Messori est décédé à Desenzano, dans le nord de l'Italie, à 21h10 le 3 avril. La nouvelle a été connue quelques heures après à Rome, dans la nuit du 4, par le blog italien Messa in Latino, qui l'a défini comme « un grand apologète et écrivain dont les œuvres ont formé des générations de catholiques et, dans bien des cas, les ont ramenés à la foi ».
Une figure clé du catholicisme du XXe siècle
Sa mort marque la fin d'une étape du journalisme religieux européen. Messori ne fut pas un simple observateur : il fut un protagoniste intellectuel dans l'un des moments les plus convulsifs de l'Église après le Concile Vatican II.
Fidèle à l'Église et à la papauté — « mais sans servilisme et sans se taire », comme l'ont souligné ceux qui l'ont connu —, son œuvre s'est caractérisée par une défense argumentée de la foi face aux courants sécularisants et aux dérives internes qui questionnaient la tradition.
Parmi ses livres les plus connus figurent Hypothèse sur Jésus, Pari sur la mort ou A-t-il souffert sous Ponce Pilate ?, des titres qui marquèrent plusieurs générations de lecteurs.

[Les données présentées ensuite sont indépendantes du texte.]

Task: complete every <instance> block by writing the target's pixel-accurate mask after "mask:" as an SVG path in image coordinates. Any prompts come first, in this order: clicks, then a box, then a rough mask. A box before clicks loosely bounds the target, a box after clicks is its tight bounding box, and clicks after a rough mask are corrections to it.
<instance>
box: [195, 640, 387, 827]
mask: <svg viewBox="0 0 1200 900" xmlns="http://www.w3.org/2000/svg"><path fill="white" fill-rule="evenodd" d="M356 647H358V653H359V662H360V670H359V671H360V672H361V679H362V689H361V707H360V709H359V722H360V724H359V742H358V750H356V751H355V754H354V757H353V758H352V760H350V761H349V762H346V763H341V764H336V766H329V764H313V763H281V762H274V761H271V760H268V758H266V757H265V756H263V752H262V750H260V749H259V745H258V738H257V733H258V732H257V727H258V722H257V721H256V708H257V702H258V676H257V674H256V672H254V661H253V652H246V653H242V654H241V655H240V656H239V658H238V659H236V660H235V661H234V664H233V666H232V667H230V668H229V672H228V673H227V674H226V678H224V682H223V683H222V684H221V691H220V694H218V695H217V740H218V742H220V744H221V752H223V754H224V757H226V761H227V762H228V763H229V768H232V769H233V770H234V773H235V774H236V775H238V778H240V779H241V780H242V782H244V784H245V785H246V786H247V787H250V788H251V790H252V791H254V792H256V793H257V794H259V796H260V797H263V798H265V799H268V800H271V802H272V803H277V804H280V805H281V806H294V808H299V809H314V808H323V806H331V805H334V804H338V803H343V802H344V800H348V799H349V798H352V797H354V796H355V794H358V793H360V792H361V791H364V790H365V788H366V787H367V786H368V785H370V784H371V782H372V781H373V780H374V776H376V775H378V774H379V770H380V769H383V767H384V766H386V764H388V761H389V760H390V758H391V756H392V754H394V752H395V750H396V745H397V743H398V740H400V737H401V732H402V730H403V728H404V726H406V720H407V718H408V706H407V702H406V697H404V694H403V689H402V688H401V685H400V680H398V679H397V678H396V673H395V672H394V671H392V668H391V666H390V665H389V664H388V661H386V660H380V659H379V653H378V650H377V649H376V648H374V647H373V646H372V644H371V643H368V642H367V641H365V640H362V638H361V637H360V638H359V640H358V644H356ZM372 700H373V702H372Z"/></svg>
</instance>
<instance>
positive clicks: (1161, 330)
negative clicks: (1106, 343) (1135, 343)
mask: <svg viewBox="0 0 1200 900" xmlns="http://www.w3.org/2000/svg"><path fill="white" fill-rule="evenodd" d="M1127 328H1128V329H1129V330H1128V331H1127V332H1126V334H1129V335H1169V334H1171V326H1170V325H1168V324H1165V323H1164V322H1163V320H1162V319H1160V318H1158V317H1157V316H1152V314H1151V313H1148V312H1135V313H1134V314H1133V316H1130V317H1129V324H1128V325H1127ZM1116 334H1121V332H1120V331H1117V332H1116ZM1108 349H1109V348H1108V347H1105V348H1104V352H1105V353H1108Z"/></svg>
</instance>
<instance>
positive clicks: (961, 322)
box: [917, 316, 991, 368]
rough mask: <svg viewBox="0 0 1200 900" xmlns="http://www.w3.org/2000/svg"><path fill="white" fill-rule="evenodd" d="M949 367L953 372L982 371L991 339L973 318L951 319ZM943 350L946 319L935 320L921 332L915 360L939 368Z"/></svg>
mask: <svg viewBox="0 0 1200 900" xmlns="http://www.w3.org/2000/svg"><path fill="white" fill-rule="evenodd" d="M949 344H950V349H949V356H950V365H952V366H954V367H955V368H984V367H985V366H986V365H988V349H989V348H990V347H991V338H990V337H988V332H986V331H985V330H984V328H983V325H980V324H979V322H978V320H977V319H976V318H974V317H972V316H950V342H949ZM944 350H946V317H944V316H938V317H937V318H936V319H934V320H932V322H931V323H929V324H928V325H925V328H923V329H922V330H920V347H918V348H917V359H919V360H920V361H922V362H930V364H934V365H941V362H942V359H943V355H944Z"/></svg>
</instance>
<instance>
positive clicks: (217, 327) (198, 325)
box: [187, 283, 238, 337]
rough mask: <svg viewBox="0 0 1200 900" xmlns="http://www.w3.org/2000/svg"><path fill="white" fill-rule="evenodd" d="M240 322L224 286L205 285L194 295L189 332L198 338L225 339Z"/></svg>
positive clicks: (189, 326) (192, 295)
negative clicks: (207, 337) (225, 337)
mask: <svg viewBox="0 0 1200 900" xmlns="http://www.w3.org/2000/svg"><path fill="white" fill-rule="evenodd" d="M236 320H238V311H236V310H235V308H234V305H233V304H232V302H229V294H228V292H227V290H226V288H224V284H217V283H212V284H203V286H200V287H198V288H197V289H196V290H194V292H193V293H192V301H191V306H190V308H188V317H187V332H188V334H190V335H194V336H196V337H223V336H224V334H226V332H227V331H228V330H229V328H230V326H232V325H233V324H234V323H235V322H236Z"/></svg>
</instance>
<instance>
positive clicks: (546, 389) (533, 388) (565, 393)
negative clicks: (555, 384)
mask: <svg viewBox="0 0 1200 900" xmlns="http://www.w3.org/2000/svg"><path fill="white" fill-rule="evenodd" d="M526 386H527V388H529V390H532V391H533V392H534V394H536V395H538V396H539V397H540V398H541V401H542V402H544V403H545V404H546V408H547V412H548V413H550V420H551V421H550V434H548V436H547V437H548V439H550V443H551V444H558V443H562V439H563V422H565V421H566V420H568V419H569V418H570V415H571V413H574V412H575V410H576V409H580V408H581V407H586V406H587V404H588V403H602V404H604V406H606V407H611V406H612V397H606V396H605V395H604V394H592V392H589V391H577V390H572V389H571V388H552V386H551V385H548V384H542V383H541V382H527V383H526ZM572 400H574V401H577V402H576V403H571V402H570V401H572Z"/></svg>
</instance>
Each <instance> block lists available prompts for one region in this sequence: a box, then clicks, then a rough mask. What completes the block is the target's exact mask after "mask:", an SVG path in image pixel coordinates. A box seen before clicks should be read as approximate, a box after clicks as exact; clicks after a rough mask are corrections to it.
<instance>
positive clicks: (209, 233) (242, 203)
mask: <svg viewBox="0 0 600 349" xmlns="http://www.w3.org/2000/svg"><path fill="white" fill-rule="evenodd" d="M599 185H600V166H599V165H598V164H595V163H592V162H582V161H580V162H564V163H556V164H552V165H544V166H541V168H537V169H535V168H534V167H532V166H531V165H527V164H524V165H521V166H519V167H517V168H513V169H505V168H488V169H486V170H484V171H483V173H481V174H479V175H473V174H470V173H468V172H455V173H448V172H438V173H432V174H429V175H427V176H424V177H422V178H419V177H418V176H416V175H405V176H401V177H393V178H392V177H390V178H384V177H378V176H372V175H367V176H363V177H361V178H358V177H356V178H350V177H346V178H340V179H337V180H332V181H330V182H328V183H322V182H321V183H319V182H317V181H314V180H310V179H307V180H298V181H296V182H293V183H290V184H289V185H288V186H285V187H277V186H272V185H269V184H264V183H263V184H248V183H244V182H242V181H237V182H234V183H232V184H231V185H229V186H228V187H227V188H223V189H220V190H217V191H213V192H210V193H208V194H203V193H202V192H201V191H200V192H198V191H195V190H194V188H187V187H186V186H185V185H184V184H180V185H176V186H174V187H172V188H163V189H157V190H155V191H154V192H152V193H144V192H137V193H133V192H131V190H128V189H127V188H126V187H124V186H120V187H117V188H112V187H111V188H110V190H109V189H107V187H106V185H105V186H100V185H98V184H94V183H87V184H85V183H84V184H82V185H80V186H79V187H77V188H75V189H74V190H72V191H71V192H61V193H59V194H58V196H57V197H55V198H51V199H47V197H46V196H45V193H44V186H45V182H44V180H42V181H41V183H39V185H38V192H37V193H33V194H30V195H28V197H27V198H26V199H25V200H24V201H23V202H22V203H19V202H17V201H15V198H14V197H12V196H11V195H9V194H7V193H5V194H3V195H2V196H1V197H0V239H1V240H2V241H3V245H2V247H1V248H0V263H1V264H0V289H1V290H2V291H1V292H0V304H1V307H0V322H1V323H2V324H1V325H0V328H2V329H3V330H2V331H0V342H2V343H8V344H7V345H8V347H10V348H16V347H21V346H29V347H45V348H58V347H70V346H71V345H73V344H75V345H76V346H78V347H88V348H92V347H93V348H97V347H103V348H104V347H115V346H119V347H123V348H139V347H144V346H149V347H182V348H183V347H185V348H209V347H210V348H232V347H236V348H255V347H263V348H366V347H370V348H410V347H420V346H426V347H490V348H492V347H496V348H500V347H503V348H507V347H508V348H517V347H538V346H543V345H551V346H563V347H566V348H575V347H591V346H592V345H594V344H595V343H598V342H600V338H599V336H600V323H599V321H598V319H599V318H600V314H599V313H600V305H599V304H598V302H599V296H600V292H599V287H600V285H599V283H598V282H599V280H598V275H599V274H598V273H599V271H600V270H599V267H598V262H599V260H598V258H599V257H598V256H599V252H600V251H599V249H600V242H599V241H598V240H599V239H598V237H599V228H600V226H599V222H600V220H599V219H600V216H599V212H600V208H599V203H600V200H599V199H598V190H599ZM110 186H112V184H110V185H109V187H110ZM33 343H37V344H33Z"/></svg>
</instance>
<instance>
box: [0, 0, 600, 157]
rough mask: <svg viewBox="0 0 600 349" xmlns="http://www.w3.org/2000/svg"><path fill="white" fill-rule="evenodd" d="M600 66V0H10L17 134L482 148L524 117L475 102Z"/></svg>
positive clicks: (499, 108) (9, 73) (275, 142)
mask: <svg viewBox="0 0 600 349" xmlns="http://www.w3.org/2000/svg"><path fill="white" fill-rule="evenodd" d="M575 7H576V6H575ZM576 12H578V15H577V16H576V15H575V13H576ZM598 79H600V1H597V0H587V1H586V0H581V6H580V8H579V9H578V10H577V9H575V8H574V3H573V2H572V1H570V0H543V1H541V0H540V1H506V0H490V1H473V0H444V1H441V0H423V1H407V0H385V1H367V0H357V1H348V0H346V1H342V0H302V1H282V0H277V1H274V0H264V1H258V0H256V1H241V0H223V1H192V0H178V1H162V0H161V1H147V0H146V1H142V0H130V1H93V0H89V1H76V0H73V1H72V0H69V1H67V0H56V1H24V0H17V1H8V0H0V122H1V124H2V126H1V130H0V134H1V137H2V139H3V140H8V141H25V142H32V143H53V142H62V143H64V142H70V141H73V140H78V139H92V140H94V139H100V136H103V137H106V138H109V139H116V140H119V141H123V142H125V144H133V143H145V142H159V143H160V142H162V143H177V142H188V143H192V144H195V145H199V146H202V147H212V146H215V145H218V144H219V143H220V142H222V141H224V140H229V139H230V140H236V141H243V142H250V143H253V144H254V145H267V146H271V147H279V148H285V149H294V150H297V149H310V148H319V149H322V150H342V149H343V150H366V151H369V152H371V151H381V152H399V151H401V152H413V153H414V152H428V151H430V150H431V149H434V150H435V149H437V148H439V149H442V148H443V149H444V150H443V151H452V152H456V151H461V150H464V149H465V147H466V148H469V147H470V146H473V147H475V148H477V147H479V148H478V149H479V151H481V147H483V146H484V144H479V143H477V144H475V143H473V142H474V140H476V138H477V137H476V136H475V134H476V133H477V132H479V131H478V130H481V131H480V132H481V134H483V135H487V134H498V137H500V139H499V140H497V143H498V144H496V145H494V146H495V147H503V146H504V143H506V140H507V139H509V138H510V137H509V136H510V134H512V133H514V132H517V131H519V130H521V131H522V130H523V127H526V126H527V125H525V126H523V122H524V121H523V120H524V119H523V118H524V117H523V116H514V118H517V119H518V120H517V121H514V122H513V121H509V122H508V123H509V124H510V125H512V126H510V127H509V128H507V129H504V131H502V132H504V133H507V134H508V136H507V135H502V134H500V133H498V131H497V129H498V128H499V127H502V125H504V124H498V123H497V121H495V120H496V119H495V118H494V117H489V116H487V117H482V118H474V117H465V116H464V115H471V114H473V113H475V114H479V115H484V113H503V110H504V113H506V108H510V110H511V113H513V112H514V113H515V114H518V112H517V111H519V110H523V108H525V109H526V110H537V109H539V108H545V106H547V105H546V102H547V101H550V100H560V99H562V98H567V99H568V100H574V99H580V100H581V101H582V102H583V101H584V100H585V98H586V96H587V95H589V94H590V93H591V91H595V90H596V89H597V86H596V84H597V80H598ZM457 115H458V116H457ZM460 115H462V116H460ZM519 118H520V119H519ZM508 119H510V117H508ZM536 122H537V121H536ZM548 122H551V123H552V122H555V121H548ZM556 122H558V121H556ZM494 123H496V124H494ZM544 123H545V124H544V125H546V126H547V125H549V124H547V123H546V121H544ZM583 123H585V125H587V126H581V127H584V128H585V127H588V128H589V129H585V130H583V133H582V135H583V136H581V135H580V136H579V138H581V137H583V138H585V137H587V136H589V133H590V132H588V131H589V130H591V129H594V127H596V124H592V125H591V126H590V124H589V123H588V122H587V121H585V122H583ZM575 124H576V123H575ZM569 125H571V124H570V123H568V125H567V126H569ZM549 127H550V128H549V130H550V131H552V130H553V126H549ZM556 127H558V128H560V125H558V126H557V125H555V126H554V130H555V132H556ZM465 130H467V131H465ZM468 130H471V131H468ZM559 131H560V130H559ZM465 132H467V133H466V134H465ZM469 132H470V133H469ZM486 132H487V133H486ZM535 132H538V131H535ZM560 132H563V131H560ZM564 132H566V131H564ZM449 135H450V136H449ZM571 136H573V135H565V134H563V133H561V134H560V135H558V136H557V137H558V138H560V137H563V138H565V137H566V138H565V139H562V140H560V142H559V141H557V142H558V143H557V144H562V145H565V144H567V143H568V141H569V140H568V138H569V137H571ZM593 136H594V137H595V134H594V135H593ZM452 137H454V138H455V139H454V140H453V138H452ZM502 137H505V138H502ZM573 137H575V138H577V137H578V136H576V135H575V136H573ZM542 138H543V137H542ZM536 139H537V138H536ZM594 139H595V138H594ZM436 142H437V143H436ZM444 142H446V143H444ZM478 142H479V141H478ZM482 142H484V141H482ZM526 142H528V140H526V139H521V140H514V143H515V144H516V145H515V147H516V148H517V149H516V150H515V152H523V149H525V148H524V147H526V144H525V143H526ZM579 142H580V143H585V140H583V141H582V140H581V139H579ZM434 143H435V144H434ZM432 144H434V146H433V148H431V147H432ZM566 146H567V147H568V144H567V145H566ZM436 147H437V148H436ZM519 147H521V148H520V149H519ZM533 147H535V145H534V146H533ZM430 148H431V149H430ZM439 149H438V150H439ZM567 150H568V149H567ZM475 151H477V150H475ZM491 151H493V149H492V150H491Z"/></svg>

Le « Rapport Ratzinger » qui secoua l'Église
Mais s'il est une œuvre qui définit sa trajectoire, c'est Rapport sur la foi (The Ratzinger Report), fruit d'une longue entrevue réalisée en 1984 auprès du alors cardinal Joseph Ratzinger, préfet de la Congrégation pour la Doctrine de la Foi.
Publié en 1985, le livre eut un impact immédiat à l'intérieur et l'extérieur de l'Église. En ses pages, Ratzinger abordait sans détour la situation ecclésiale, alertant sur les « dangers » et les « difficultés » après le Concile, et questionnant ouvertement des courants comme la théologie de la libération.
L'effet fut immédiat. Le livre provoqua une forte réaction dans les secteurs progressistes, qui n'acceptèrent ni le contenu des réponses ni le fait que Messori ne contredise pas le cardinal.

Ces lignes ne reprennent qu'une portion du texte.